This biography is republished from The Dictionary of Irish Biography and was written by Maria O’Brien. Shared by permission in line with Creative Commons ‘Attribution’ (CC BY) licencing.
Born: 2 January 1893, Ireland
Died: 17 February 1979
Country most active: Ireland
Also known as: NA
Deverell, Averill Katherine Statter (1893–1979), barrister, was born 2 January 1893 in Greystones, Co. Wicklow, the only daughter (she had a twin brother) of William Deverell of Ellesmere, Greystones, clerk of the crown and peace, and his wife Ada Kate Statter Carr. As a teenager she learnt how to drive – her father was one of the first men to own a motor car in Greystones. She felt obliged to make a contribution to the war effort, and once she had secured her father’s permission she contacted the Queen Alexandra first aid nursing yeomanry, offering her services as a driver. When she enlisted she was required to take a driving test at the Royal Automobile Club in London, which she successfully passed. Then she was asked to re-assemble a dismantled engine, which she failed miserably to do. But this requirement was abolished six months later, and she drove an ambulance for the rest of the war.

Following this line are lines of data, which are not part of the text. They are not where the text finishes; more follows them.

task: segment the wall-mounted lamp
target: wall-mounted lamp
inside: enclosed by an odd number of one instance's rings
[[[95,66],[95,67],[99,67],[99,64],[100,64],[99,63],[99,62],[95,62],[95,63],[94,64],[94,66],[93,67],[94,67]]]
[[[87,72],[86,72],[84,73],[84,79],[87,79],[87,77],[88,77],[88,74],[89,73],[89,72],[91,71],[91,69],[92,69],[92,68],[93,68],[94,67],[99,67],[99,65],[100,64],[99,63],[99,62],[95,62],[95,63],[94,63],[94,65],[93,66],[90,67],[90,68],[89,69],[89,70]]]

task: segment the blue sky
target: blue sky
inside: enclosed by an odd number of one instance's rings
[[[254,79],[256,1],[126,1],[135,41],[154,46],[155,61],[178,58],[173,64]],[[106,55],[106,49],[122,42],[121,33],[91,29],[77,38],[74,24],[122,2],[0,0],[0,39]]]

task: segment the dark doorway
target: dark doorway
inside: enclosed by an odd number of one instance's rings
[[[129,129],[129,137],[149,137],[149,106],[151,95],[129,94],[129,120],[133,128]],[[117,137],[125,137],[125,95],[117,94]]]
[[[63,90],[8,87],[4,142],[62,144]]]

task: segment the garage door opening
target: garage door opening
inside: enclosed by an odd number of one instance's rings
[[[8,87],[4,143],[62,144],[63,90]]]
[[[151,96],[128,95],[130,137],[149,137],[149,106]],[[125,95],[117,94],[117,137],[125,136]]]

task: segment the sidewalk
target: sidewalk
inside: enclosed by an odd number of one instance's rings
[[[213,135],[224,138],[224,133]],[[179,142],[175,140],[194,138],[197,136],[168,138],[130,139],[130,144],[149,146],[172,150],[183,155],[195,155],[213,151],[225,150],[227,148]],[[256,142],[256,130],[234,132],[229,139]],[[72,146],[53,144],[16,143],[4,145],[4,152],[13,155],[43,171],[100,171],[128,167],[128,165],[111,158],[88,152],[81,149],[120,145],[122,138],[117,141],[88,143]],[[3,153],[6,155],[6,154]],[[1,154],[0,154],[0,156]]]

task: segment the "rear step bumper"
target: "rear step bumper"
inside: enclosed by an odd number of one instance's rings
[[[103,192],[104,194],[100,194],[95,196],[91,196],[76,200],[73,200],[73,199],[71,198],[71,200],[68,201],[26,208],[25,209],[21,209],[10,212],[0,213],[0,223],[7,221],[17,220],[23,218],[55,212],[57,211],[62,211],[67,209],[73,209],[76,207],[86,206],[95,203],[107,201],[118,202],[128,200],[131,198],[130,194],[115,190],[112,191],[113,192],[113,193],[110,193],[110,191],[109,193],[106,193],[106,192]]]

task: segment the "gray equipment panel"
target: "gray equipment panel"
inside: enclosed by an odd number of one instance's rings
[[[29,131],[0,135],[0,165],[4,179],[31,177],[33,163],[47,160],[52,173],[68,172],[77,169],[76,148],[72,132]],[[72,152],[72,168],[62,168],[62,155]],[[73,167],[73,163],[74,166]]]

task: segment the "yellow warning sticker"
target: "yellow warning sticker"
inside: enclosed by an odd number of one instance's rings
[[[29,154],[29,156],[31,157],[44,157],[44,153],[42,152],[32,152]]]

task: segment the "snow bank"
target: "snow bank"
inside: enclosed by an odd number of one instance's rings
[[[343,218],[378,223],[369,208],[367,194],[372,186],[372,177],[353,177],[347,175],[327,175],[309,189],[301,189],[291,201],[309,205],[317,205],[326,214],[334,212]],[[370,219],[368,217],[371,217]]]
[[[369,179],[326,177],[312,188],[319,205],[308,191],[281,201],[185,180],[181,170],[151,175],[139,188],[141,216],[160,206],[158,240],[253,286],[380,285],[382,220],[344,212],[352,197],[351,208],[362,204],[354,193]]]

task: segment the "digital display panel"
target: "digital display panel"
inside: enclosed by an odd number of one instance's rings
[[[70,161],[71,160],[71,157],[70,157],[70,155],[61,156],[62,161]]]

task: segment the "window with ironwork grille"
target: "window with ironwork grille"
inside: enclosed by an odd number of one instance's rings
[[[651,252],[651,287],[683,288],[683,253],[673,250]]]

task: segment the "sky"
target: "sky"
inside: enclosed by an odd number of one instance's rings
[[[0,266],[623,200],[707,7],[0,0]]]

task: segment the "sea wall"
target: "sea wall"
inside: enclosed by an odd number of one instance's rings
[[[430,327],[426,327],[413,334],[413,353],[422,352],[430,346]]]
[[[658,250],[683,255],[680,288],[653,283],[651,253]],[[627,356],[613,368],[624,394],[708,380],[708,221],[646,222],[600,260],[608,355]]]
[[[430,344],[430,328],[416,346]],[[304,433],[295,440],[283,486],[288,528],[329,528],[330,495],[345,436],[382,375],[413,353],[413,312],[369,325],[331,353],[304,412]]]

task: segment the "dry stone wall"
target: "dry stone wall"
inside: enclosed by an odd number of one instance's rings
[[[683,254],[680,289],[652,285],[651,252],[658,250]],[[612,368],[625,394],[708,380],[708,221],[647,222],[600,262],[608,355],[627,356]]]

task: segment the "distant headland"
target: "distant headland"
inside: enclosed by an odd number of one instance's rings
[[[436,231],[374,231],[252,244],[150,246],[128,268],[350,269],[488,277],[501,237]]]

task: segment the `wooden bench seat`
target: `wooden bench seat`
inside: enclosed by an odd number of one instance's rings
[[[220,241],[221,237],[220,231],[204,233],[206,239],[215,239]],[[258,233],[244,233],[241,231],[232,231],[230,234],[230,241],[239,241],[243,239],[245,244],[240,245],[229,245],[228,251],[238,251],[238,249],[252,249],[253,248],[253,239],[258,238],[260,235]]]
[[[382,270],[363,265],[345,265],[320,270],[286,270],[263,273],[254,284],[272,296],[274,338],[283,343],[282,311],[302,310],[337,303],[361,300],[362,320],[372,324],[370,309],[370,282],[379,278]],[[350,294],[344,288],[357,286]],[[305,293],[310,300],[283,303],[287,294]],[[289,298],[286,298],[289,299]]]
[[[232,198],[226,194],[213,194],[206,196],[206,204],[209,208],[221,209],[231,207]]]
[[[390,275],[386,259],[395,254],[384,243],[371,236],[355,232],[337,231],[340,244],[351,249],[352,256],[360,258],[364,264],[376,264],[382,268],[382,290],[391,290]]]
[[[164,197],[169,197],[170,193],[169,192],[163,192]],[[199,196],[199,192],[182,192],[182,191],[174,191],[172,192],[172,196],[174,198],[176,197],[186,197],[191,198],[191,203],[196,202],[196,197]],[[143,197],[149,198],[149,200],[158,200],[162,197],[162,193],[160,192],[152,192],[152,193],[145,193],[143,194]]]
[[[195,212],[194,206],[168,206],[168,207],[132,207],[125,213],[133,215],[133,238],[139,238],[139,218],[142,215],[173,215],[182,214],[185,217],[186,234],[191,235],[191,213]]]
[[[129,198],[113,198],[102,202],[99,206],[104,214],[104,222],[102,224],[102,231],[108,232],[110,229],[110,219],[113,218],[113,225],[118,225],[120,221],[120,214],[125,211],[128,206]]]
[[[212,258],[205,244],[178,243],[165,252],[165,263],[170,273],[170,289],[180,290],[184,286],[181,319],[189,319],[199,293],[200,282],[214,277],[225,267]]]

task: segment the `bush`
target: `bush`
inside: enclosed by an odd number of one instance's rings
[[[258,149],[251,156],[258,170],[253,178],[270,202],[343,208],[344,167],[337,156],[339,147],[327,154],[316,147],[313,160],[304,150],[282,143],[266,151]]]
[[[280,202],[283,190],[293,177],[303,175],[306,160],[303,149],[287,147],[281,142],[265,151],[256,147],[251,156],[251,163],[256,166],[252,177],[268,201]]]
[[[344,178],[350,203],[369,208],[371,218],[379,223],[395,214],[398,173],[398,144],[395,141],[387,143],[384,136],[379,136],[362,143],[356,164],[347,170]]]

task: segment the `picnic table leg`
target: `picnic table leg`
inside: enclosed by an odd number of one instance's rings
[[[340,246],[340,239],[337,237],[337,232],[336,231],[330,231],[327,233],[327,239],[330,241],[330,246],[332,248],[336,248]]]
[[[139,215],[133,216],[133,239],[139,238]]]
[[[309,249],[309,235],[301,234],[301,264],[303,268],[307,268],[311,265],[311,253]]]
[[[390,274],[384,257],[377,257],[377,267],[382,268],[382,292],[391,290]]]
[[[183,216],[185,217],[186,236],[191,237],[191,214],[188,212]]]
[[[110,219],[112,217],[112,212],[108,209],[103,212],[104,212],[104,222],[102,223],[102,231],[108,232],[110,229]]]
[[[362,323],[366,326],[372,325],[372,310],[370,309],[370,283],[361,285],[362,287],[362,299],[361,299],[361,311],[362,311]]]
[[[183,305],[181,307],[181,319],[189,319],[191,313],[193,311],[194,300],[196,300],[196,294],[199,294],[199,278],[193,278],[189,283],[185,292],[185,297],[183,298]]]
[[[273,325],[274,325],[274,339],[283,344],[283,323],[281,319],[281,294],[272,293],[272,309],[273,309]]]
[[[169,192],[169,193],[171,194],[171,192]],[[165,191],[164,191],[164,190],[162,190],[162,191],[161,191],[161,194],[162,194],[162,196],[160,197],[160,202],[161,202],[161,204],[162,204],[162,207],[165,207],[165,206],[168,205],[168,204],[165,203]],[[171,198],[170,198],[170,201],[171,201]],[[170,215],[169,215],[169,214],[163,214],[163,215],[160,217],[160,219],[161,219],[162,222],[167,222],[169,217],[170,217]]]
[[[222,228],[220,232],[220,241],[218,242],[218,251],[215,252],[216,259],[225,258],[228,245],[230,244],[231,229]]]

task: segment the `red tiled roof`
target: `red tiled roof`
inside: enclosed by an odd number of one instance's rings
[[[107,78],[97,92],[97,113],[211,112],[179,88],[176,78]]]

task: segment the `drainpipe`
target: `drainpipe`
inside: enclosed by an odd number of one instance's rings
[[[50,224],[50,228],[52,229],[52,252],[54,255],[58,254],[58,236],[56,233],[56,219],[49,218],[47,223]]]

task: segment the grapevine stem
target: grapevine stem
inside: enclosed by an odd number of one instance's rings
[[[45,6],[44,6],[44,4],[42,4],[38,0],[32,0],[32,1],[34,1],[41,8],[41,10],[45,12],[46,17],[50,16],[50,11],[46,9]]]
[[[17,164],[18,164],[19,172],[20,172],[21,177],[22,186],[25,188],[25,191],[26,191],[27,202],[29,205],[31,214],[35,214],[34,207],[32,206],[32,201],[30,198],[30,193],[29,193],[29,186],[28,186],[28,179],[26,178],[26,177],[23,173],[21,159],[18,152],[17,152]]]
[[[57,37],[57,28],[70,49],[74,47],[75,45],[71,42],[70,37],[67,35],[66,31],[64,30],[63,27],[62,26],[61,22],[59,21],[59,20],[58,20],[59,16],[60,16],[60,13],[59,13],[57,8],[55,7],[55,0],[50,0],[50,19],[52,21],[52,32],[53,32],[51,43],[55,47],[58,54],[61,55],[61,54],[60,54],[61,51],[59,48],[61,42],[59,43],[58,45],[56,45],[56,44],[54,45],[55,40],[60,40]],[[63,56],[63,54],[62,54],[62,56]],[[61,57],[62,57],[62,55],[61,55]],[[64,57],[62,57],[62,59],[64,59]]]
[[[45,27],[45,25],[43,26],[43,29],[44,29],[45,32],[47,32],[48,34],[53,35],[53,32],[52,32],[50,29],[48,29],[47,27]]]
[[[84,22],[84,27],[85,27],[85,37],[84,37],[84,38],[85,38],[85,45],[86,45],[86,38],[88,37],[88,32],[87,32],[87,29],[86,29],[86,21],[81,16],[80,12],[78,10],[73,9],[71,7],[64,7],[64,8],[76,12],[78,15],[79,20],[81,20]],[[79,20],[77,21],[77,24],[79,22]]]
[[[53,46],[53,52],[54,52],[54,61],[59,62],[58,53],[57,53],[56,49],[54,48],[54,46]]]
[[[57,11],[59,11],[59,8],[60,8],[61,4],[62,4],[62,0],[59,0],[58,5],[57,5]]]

When Deverell returned from the war, she entered TCD to study law, and graduated as a junior moderator and LLB. The Sex Disqualification (Removal) Act of 1919 removed the legal bar to women being appointed to public office, and women in both Britain and Ireland began to apply to enter the legal profession almost immediately. In January 1920 the King’s Inns benchers passed a resolution that stated ‘that women shall be admitted on precisely the same terms as men’; in the spring of 1920, Deverell and Frances Christian Kyle (1894–1958) were the first women to be admitted to the King’s Inns. On 2 November 1921 she was called to the Irish bar, thus making legal history in Ireland and around the world; she and Kyle were the first women in Britain and Ireland to be admitted to the bar. The Irish Law Times noted that the call was of ‘great and unusual interest to the profession and to the public, as ladies were called for the first time in the history of the Irish Bar’ (5 Nov. 1921, 272). They made headlines not only in Ireland but also in the New York Times and the Times of India. Photographs of both women in the traditional wig and gown accompanied the headlines. It was an auspicious occasion for political reasons, as it was also the first call of a divided Irish bar, following the Government of Ireland Act 1920 which created separate jurisdictions for north and south. Her twin brother, Captain William Deverell, was called to the bar on the same day. Although she and Kyle were called to the bar simultaneously, Deverell was the first woman to practise at the bar in Ireland. She was called to the northern bar in 1922.
Following qualification Deverell established a considerable chancery practice and was an active barrister until her retirement forty years later. She remained an active campaigner on behalf of women in the legal profession. When the women’s dressing room in the Law Library of Ireland was moved in the 1930s, she organised fellow women barristers in a campaign to get their room back. Then ‘Lady Barristers’ appeared on the door of the room, and she insisted that this should be replaced with ‘Women Barristers’. She died 17 February 1979 in her childhood home in Greystones, aged eighty-eight. Her portrait now hangs in the Law Library.